The isoflavone in soybeans is mainly in the glucoside and aglycone forms. The isoflavone in the glucosides has no bioavailability, meaning it must be digested and hydrolyzed before it is absorbed, whereas the isoflavone in the aglycones can be absorbed directly and used quickly. When high-dose glucoside isoflavone or aglycone isoflavone was administered in one single time, the result show that the isoflavone concentration in the plasma of the subjects receiving aglycone isoflavone was more than five times that of the subjects receiving glucoside isoflavone. This result indicated that the aglycone isoflavone had better absorption utilization. The soybean extract in the CSC was 40% aglycone isoflavone, which can be absorbed by the human body faster.19 Multiple prior studies have indicated that soybean isoflavone is helpful for preventing the loss of bone mineral density.20-22
Eating turmeric, which has a high curcuminoid content, can inhibit the trabecular loss induced by OVA and maintain the quantity and supporting force of strut-like trabeculae. The findings showed that turmeric could protect bones.23 Another experiment indicated that turmeric can reduce the formation of osteoclasts and impaire receptor activator of nuclear factor-kappa (RANK) signaling, making it beneficial for protecting against osteoporosis induced by estrogen deficiency.24 Some studies have proved that it can prevent the differentiation of osteoclasts and maintain bone mineral density.23,25 The use of turmeric extract in the CSC is helpful for bone protection.

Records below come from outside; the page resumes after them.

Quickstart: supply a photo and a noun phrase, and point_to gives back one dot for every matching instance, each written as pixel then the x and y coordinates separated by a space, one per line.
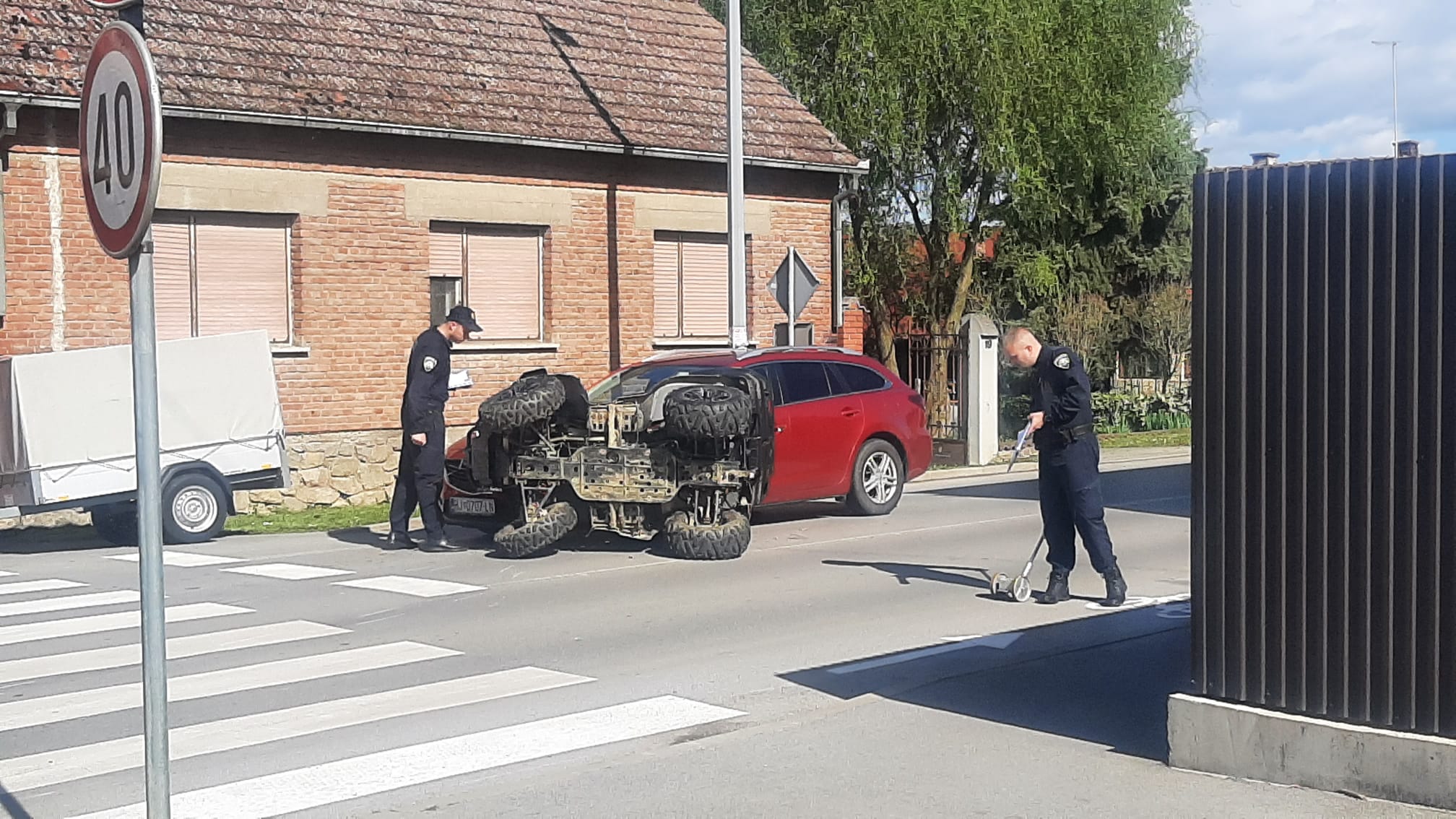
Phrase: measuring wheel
pixel 1001 584
pixel 1021 589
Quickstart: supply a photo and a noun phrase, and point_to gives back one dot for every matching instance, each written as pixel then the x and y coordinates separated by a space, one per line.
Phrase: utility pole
pixel 1395 98
pixel 737 253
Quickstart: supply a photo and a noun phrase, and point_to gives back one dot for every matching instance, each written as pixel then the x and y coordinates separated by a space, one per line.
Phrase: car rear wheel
pixel 194 509
pixel 878 478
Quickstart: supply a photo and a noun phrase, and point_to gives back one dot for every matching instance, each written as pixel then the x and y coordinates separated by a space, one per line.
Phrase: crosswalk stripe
pixel 63 604
pixel 417 586
pixel 178 647
pixel 184 560
pixel 357 777
pixel 46 710
pixel 97 624
pixel 27 586
pixel 58 767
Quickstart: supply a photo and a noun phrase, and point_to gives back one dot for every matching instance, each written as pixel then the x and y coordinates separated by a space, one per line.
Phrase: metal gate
pixel 1324 485
pixel 918 355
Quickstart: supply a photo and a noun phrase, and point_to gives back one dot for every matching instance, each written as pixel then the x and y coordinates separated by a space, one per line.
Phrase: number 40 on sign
pixel 120 139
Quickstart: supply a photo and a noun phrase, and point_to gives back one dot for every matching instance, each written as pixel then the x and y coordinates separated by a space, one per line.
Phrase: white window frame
pixel 464 279
pixel 287 222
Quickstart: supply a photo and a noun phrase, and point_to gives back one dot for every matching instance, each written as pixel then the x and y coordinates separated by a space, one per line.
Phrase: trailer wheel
pixel 194 509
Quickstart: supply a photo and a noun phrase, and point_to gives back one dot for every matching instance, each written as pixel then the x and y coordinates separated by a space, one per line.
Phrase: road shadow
pixel 1103 680
pixel 1130 490
pixel 46 540
pixel 800 512
pixel 974 578
pixel 12 805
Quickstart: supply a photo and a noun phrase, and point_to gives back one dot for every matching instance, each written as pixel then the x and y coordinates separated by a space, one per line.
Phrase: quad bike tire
pixel 708 412
pixel 530 399
pixel 727 540
pixel 536 537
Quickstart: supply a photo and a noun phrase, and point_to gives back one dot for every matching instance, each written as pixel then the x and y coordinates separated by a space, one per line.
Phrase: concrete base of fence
pixel 1252 744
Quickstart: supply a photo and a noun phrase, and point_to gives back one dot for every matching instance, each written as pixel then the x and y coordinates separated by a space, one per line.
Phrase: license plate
pixel 472 506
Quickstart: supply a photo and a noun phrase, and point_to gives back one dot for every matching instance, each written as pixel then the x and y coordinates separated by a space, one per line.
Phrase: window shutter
pixel 705 289
pixel 242 277
pixel 447 253
pixel 172 273
pixel 666 299
pixel 504 283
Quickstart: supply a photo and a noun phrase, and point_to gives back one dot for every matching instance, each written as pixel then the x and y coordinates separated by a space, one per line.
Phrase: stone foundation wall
pixel 335 469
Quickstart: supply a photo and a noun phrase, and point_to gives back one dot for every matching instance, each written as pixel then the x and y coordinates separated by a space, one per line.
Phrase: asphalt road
pixel 844 668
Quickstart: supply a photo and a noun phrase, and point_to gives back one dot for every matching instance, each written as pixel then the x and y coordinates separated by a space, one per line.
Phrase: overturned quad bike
pixel 685 456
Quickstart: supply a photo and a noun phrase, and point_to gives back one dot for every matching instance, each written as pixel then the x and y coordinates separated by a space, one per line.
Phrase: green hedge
pixel 1114 412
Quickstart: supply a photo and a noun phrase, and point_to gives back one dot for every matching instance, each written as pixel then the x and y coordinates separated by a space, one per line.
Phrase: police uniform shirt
pixel 427 385
pixel 1063 392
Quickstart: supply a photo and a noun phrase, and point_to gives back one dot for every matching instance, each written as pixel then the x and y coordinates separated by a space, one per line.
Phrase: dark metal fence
pixel 1324 531
pixel 918 356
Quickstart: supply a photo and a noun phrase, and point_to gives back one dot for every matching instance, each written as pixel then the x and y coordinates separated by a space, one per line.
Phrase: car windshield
pixel 635 382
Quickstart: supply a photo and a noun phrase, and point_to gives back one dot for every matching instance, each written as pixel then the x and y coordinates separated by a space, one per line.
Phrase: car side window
pixel 852 378
pixel 802 381
pixel 771 373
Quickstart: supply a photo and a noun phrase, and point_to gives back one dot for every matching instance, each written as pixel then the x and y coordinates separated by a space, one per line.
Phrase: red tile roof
pixel 644 73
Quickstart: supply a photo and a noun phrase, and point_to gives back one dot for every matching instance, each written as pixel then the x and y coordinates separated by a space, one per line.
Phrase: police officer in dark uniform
pixel 1067 465
pixel 422 417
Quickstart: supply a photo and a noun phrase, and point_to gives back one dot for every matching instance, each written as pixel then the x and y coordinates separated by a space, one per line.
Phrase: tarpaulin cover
pixel 74 407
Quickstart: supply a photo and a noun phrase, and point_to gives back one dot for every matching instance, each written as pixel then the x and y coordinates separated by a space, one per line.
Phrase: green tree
pixel 966 108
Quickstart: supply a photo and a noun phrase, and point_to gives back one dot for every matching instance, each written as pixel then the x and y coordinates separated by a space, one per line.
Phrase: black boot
pixel 441 545
pixel 399 541
pixel 1057 589
pixel 1116 588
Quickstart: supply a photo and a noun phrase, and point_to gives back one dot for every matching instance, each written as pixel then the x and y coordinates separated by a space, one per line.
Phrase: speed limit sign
pixel 120 139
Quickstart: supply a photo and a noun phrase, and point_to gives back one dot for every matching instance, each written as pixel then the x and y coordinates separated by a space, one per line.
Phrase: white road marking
pixel 63 604
pixel 1140 602
pixel 417 586
pixel 186 560
pixel 989 641
pixel 25 586
pixel 95 624
pixel 433 761
pixel 191 646
pixel 287 570
pixel 46 710
pixel 58 767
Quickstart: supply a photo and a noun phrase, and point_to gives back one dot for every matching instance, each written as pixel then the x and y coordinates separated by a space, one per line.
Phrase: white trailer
pixel 67 436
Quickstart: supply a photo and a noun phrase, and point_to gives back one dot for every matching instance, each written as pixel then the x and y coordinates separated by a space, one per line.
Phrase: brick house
pixel 341 174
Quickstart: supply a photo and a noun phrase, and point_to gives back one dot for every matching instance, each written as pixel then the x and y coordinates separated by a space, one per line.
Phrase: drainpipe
pixel 8 129
pixel 838 251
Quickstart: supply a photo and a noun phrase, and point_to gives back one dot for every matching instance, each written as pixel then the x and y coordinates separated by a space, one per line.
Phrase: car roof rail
pixel 797 349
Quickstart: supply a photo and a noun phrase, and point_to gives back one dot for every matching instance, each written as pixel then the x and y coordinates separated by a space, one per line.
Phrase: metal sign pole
pixel 737 253
pixel 121 164
pixel 149 528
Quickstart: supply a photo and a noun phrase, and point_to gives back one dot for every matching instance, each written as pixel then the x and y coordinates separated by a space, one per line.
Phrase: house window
pixel 690 286
pixel 222 273
pixel 494 270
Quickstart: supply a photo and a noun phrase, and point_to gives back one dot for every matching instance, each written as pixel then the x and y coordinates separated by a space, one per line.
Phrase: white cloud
pixel 1302 77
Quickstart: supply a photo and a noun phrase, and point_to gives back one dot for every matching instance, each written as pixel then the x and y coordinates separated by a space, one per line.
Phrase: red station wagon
pixel 845 426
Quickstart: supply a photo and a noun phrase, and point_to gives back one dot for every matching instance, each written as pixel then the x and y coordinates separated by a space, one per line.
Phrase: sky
pixel 1302 77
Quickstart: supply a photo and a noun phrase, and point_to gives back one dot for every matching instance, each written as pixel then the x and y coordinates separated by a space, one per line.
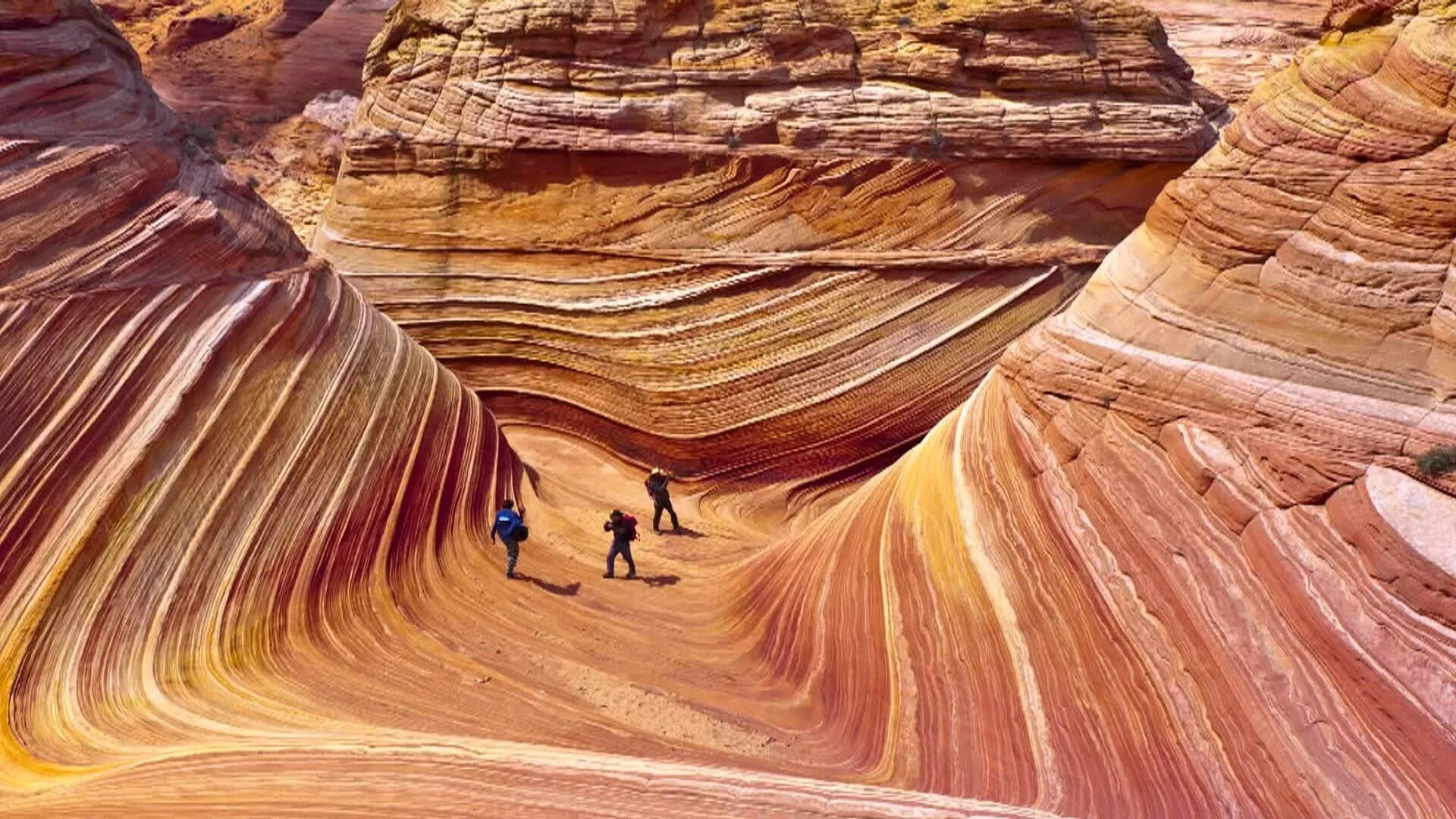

Studies have shown that when the mice with bone destruction were dosed with mangosteen extract, mangosteen extract could inhibit the formation of osteoclasts and maintain bone health.26,27 Another experiment showed that mangosteen extract can inhibit the interleukin 1β in rats with osteoarthritis, as well as prevent cartilage degradation.28
Chicken sternal cartilage hydrolysate has a high content of collagen II, which is the main component in cartilage as proven by many pieces of literature and can prevent osteoporosis and osteoarthritis.29-31
LIMITATION
The preliminary significant results can be found in the present animal experiment. Nonetheless, whether the effect of long-term administration on humans is correlated with bone health should be observed in the future. This is a topic worthy of in-depth discussions.
CONCLUSION
The animal experiment results of this study show that for the osteoporosis of the ovariectomized rats, the dose of 1 time concentration of CSC could significantly increase the bone mineral density, trabecular area percentage, and trabecular thickness, as well as reduce the trabecular separation significantly. The index of serum collagen loss, NTX, and the concentration OCN which is an index of bone turnover rate could effectively retard the bone loss induced by ovariectomy and achieve the effect of bone health. Hence, CSC has the potential to be a new bone health supplement and should be considered for testing on the human body in the future. The lasting effect on the human body requires further research, so that possible variables can be improved.
INSTITUTIONAL REVIEW BOARD APPROVAL
The animal experiment was approved by the China Medical University Institutional Animal Care and Use Committee (No: CMUIACUC-2020-282-1) and was performed according to the codes of ethics for institutional animals of China Medical University. A total of 72 eight-week-old female Sprague-Dawley rats were purchased from BioLASCO Taiwan and reared in the animal center of China Medical University.
CONFLICTS OF INTEREST
The authors declare that they have no conflicts of interest.